Dewi kemudian turun. Membayar sejumlah ongkos kendaraan sambil berkali-kali menjura menghaturkan terimakasih. Si sopir memutar balik angkutannya.
“Selamat berlibur neng…!” katanya sambil berlalu. Seringai lucu tak ketinggalan tersungging di wajahnya yang kumal.
“Sekali lagi terimakasih pak sopir…!!” teriak Dewi seraya melambaikan tangan.
Angkutan umum itu meluncur di jalan yang menurun tajam untuk kemudian lenyap di sebuah kelokan.
Gerbang masuk Wisata Curug Cipendok bisa dibilang berbeda dengan gerbang lain pada umumnya. Atap gerbang ini menyerupai atap sebuah pendopo khas Jawa. Gerbang ini berdiri di atas jalan yang melebar. Di tengahnya terdapat loket petugas tiket yang membelah jalan menjadi dua jalur.
Dewi langkahkan kakinya menuju loket itu. Seorang pria tua enam puluhan segera menyambutnya dengan senyum ramah.
“Sugeng rawuh Mbak, ada yang bisa dibantu?” sapa penjaga tiket itu dengan cengkok Banyumas yang begitu mencolok.

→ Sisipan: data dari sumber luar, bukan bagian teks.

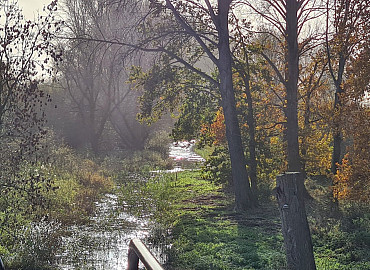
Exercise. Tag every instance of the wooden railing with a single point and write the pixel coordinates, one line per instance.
(138, 251)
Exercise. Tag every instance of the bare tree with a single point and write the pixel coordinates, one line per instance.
(289, 19)
(343, 35)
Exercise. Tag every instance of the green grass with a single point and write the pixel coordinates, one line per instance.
(204, 232)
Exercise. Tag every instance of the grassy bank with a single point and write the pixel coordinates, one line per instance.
(204, 232)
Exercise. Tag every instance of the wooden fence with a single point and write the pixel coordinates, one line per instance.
(138, 251)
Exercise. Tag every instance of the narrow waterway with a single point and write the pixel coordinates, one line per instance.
(103, 242)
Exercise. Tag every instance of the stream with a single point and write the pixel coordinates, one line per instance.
(103, 242)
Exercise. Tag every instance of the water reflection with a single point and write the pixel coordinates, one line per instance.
(103, 243)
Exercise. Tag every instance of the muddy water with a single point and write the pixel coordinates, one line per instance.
(103, 243)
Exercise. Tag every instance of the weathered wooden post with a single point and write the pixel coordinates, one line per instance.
(137, 250)
(296, 232)
(133, 260)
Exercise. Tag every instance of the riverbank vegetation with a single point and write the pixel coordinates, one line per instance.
(91, 97)
(201, 230)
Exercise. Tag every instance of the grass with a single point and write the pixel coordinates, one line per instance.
(203, 231)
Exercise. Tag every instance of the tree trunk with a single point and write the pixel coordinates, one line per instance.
(296, 232)
(243, 194)
(294, 161)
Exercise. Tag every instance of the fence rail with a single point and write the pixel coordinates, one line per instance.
(138, 251)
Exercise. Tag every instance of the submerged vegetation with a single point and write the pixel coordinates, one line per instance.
(90, 105)
(201, 230)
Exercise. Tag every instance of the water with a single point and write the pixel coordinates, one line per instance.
(103, 242)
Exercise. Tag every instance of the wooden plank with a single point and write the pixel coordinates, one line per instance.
(137, 250)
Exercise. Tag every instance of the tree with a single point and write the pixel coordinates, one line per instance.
(352, 179)
(210, 31)
(25, 56)
(96, 76)
(343, 37)
(289, 18)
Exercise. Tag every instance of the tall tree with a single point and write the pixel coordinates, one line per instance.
(214, 42)
(289, 18)
(95, 77)
(343, 36)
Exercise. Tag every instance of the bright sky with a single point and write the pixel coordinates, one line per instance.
(31, 7)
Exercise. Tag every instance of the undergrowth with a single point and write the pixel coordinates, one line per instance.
(201, 230)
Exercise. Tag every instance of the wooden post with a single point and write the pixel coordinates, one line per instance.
(296, 232)
(133, 260)
(1, 265)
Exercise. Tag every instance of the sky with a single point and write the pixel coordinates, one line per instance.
(31, 7)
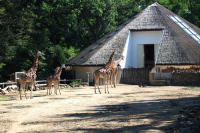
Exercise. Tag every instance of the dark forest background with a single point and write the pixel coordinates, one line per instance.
(63, 28)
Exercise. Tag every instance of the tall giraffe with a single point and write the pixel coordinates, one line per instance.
(103, 73)
(29, 76)
(114, 70)
(55, 79)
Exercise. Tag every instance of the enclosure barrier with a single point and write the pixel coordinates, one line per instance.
(8, 83)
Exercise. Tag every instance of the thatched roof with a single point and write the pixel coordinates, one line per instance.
(177, 47)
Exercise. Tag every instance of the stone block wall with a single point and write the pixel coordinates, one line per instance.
(185, 78)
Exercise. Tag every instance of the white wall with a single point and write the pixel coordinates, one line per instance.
(138, 38)
(81, 72)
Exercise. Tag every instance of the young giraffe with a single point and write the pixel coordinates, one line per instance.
(29, 76)
(114, 70)
(55, 79)
(49, 88)
(103, 73)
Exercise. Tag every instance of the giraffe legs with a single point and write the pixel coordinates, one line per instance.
(59, 88)
(111, 80)
(106, 83)
(31, 93)
(49, 84)
(22, 87)
(96, 82)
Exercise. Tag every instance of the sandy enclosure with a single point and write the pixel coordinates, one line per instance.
(128, 108)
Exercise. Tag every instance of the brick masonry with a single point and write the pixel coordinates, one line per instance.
(185, 78)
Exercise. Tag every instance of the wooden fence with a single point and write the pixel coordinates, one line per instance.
(135, 76)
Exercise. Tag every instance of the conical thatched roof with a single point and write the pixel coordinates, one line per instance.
(177, 46)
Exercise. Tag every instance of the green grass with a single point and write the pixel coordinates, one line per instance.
(195, 88)
(4, 99)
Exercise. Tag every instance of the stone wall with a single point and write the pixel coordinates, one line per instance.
(185, 78)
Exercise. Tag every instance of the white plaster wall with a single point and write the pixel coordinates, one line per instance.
(138, 38)
(81, 72)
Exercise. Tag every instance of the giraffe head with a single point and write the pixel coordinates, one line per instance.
(115, 52)
(68, 68)
(122, 57)
(63, 66)
(39, 53)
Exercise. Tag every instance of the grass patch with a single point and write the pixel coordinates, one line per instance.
(5, 99)
(195, 88)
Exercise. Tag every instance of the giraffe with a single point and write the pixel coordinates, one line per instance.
(114, 70)
(55, 79)
(103, 73)
(29, 76)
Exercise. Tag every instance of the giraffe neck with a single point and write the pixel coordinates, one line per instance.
(110, 59)
(59, 71)
(118, 61)
(35, 64)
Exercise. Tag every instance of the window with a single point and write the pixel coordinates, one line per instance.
(185, 27)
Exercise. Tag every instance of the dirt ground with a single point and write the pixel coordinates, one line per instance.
(128, 108)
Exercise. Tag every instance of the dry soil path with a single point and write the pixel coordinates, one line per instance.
(128, 108)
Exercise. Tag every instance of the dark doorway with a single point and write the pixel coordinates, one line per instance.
(149, 59)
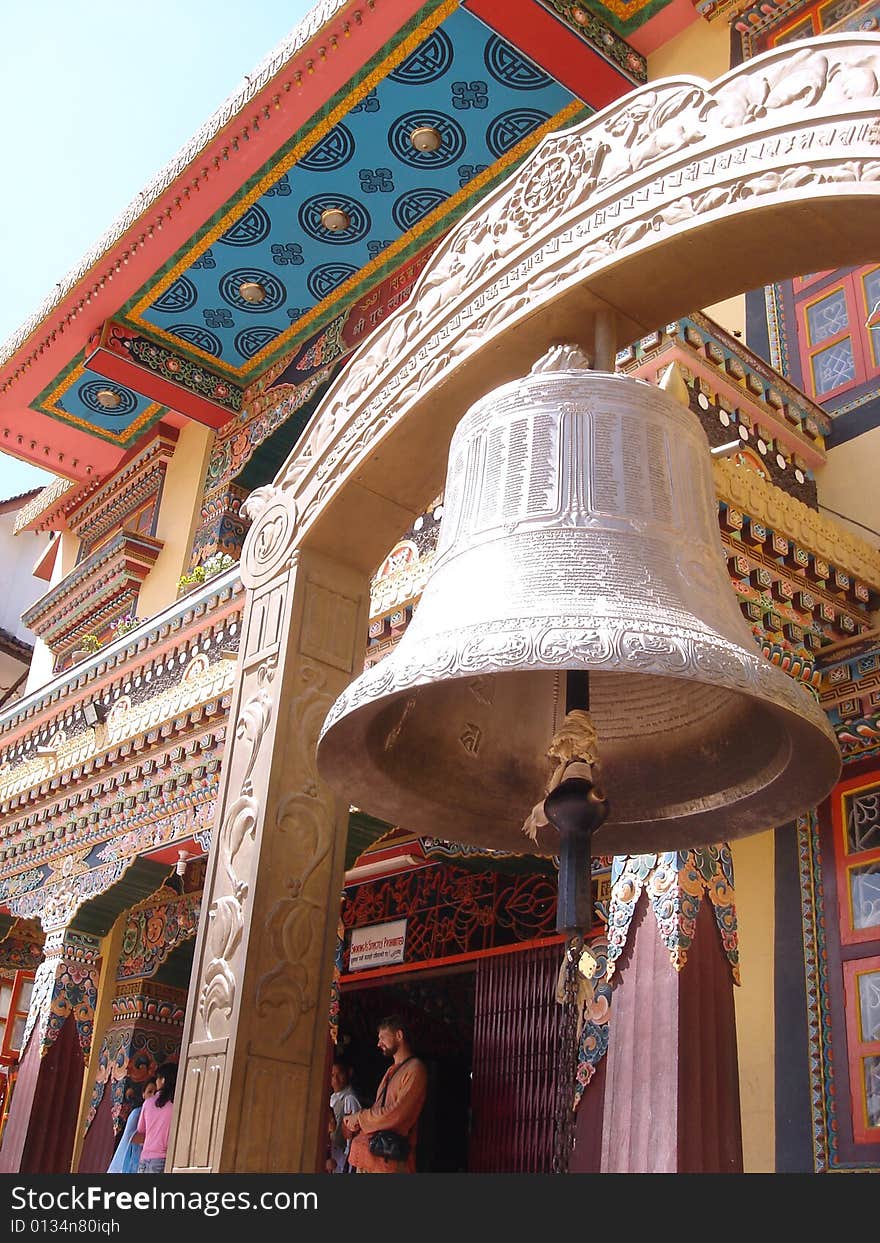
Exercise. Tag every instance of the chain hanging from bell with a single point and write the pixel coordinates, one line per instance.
(579, 533)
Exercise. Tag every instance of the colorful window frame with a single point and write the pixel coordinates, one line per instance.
(855, 292)
(852, 864)
(863, 1004)
(16, 1017)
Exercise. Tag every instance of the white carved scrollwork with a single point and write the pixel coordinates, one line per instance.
(225, 914)
(274, 512)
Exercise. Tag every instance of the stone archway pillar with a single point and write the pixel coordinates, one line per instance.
(251, 1091)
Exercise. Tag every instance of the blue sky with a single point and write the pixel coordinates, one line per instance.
(96, 97)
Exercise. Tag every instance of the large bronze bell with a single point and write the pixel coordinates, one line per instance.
(579, 533)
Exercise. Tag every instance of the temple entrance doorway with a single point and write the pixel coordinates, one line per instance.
(439, 1004)
(489, 1033)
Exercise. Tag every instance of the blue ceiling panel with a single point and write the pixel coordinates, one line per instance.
(480, 95)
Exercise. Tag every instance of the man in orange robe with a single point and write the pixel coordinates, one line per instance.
(398, 1103)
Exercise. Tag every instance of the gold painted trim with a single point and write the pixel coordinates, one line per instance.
(244, 373)
(121, 439)
(781, 512)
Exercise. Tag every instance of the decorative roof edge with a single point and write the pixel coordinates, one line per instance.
(45, 500)
(265, 71)
(747, 491)
(111, 653)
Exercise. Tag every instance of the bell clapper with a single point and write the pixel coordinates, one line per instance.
(576, 807)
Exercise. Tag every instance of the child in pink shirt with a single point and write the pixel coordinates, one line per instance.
(155, 1121)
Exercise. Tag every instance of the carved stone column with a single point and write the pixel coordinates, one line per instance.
(40, 1129)
(251, 1093)
(673, 1089)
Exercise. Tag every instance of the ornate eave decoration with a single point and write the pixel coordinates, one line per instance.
(674, 884)
(96, 589)
(746, 491)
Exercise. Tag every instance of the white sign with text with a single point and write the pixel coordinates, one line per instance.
(378, 945)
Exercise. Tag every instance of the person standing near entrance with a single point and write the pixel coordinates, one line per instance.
(155, 1121)
(398, 1103)
(343, 1103)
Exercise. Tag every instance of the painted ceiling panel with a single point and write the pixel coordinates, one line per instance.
(482, 97)
(76, 398)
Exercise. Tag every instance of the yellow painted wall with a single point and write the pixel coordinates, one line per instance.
(42, 659)
(848, 484)
(178, 517)
(701, 50)
(753, 883)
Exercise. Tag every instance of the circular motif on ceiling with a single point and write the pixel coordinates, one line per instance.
(250, 341)
(510, 127)
(177, 297)
(275, 291)
(428, 62)
(252, 228)
(358, 216)
(451, 148)
(327, 277)
(199, 337)
(88, 395)
(508, 66)
(333, 151)
(414, 205)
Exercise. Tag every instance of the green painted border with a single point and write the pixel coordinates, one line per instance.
(124, 440)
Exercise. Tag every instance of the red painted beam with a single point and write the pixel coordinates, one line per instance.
(148, 384)
(554, 47)
(325, 65)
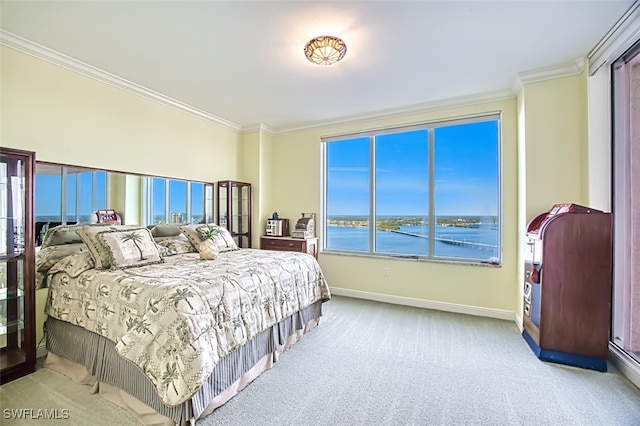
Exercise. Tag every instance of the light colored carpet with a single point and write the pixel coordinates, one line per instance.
(48, 397)
(374, 363)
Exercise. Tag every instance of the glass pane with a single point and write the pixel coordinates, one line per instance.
(208, 204)
(222, 204)
(11, 297)
(100, 195)
(72, 187)
(236, 210)
(48, 193)
(197, 203)
(466, 191)
(12, 208)
(402, 193)
(85, 196)
(347, 194)
(177, 201)
(157, 203)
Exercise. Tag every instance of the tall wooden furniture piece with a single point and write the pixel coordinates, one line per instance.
(17, 265)
(234, 210)
(306, 245)
(567, 286)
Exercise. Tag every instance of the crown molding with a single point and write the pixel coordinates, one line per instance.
(619, 38)
(438, 105)
(261, 127)
(26, 46)
(548, 73)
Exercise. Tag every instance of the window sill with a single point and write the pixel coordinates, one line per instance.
(463, 262)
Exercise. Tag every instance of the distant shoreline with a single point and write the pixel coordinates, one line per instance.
(393, 223)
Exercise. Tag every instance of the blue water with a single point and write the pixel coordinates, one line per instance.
(357, 239)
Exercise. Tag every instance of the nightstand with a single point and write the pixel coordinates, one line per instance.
(308, 245)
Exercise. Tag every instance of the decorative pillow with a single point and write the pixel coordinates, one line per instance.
(176, 246)
(219, 234)
(98, 251)
(61, 234)
(129, 248)
(74, 265)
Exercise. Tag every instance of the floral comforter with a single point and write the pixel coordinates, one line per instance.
(177, 319)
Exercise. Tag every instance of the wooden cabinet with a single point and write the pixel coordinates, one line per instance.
(17, 265)
(234, 210)
(567, 289)
(308, 245)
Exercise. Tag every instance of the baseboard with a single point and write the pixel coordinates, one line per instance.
(625, 364)
(428, 304)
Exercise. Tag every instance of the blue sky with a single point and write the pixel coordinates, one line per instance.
(466, 172)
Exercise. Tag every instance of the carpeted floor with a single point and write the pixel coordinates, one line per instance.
(374, 363)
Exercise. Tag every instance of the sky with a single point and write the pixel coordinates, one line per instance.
(465, 174)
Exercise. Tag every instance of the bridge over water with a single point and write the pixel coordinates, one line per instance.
(450, 241)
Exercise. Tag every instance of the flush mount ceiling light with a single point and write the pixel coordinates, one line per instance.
(325, 50)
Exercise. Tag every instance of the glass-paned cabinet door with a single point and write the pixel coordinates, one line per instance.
(234, 210)
(17, 287)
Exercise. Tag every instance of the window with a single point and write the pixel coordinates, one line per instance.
(179, 201)
(427, 191)
(68, 194)
(625, 72)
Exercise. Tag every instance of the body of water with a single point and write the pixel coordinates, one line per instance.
(357, 239)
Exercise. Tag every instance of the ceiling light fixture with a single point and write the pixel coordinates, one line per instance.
(325, 50)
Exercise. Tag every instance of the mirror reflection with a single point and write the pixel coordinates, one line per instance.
(66, 194)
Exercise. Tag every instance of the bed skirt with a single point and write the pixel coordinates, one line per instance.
(122, 382)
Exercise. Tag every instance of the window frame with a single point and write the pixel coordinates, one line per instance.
(430, 126)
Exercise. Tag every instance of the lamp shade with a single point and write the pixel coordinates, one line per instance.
(325, 50)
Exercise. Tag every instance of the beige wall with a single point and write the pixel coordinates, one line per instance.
(556, 143)
(72, 119)
(68, 118)
(65, 117)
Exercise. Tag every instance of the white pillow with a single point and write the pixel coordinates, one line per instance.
(129, 248)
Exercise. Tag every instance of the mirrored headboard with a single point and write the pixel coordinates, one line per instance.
(67, 194)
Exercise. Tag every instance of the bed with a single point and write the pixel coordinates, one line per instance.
(143, 318)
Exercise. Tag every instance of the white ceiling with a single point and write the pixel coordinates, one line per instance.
(243, 61)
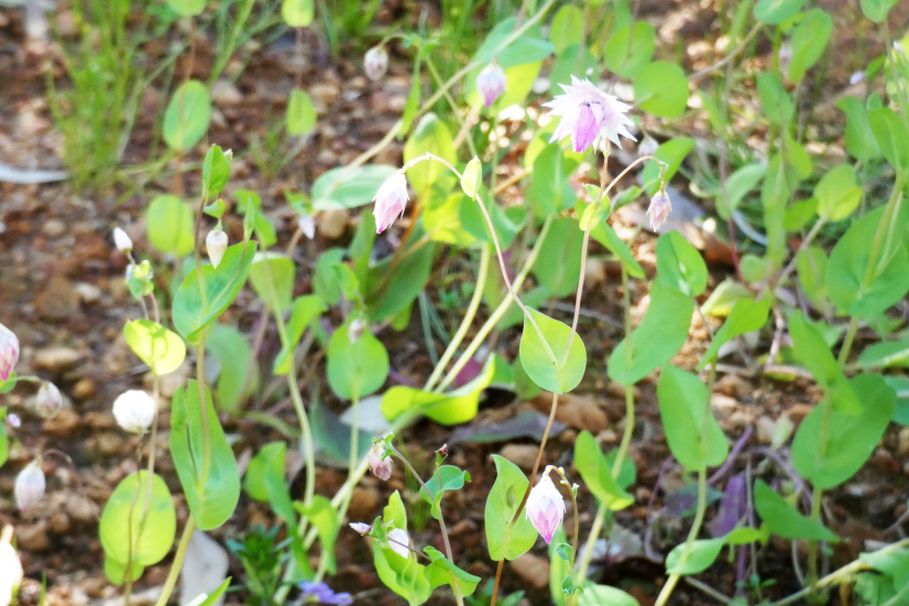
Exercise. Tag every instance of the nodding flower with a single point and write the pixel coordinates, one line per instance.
(588, 115)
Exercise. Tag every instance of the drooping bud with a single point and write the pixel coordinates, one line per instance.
(375, 62)
(48, 401)
(135, 410)
(380, 464)
(659, 209)
(30, 485)
(215, 245)
(399, 541)
(491, 83)
(545, 507)
(390, 201)
(122, 241)
(9, 352)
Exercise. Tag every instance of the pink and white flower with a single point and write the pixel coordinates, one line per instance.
(491, 83)
(587, 115)
(390, 201)
(545, 507)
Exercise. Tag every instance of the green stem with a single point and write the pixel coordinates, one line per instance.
(673, 580)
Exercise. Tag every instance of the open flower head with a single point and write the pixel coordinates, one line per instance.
(390, 201)
(587, 115)
(545, 507)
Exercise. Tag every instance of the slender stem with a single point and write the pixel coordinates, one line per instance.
(177, 565)
(469, 315)
(673, 580)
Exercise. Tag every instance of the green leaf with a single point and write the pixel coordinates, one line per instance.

Dewi balas senyum dan anggukkan kepala. “Iya bapak saya butuh satu tiket..”
Tak lama Dewi membeli tiket di loket itu. Sebelum lanjutkan perjalanan dia sempatkan bertanya: “Dari sini ke curug berapa jauh bapak?”
“Ndak jauh-jauh amat kok Mbak, dari sini ke parkiran kendaraan satu kilometer. Dari lokasi parkir ke curugnya cuma lima ratus meter Mbak.” menjelaskan bapak tukang tiket.
Dewi terkesiap. Harus jalan satu kilo lagi? Membatin sang dara.
Melihat reaksi dara di depannya, penjaga tiket berwajah ramah itu menenangkan. “Ndak usah khawatir capek Mbak. Pemandangan sepanjang jalan saya jamin membuat waktu tidak terasa…”
Setelah menyemangati diri Dewi akhirnya bergerak menuju utara.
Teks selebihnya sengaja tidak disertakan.